Answer: We have utilized a staged approach to treating MRSA infection. This includes:

  1. Hygiene. MRSA is transmissible between family members and close contacts. Transmissibility is typically through direct skin to skin contact or sharing of materials (such as towels, soap), which can have direct skin to skin contact. Therefore, in individuals who are infected, we recommend no sharing of towels, soap and toiletries.
  2. First stage of treatment is treatment of the infection itself. This will typically resolve with a short course of antibiotics (such as bactrim, doxycycline). However, in cases where there was a frank abscess or boil, this may need to be opened and drained. If the abscess is opened and drained, antibiotics are not needed afterwards, and the drainage takes care of the problem.
  3. Following treatment of the acute episode, we generally offer a period of decolonization. Decolonization literally means attempting to rid the body of the organism from places where it may be resident without symptoms. Decolonization includes several parts; these include:

    A. The use of mupirocin ointment (bactroban) to clear the nasal passages of MRSA. Generally, this requires approximately five days of applying the ointment twice daily.

    B. In addition to the ointment, we recommend using antiseptic soaps such as chlorhexidine (such as hibiclens, phisohex) for a period of one week. The appropriate protocol for using these soaps is to later the soap while in the shower, step away from the shower for 2 minutes (count to 100) and then wash off. Avoid direct contact with eyes or other sensitive areas.

  4. In selected cases your physician may decide to perform the decolonization procedure every two months. Clinical studies have demonstrated that decolonization is generally effective in approximately 75% of cases done over a two month period.
  5. In cases where decolonization is not resulted in cessation of outbreaks, your physician may elect one of two options. These include:

    A. “Presumptive treatment” with antibiotics. In this case, your physician will give you a prescription for antibiotics to hold at home. When you detect the onset of an outbreak, you’d be instructed to take the antibiotics until the outbreak has ceased and then several days thereafter. Care must be taken to avoid too frequent use of antibiotics, as this will result in development of antibiotic resistance. However, the idea behind this approach is to avoid the 1-2 day delay which often occurs between a patient detecting the outbreak, and making an appt. to see a physician.
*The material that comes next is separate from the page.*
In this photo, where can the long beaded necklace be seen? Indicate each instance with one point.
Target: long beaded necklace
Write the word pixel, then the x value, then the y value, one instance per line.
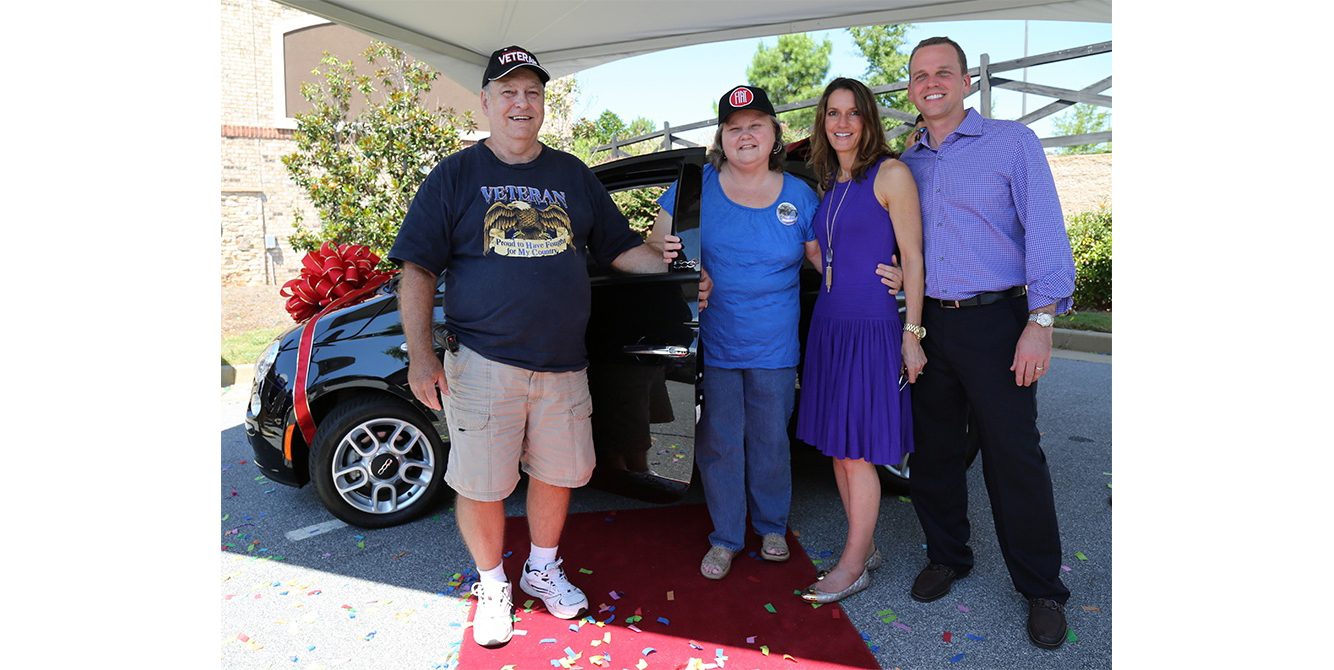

    B. In extreme cases, we would recommend use of prophylaxis/preventive antibiotics for a prolonged course of suppression. This generally works, but does expose the patient to a prolonged course of antibiotics, potential side effects and development of resistance.

Questions:

Can I transmit this to my children?
Answer: Generally not, although care must be taken to avoid direct skin to skin contact of infected area.

What about sexual/intimate partners?
Answer: This is an interesting area, and to be perfectly honest, we have no solution. There are partners who seem to be resistant; this is an area which is of particular interest to us.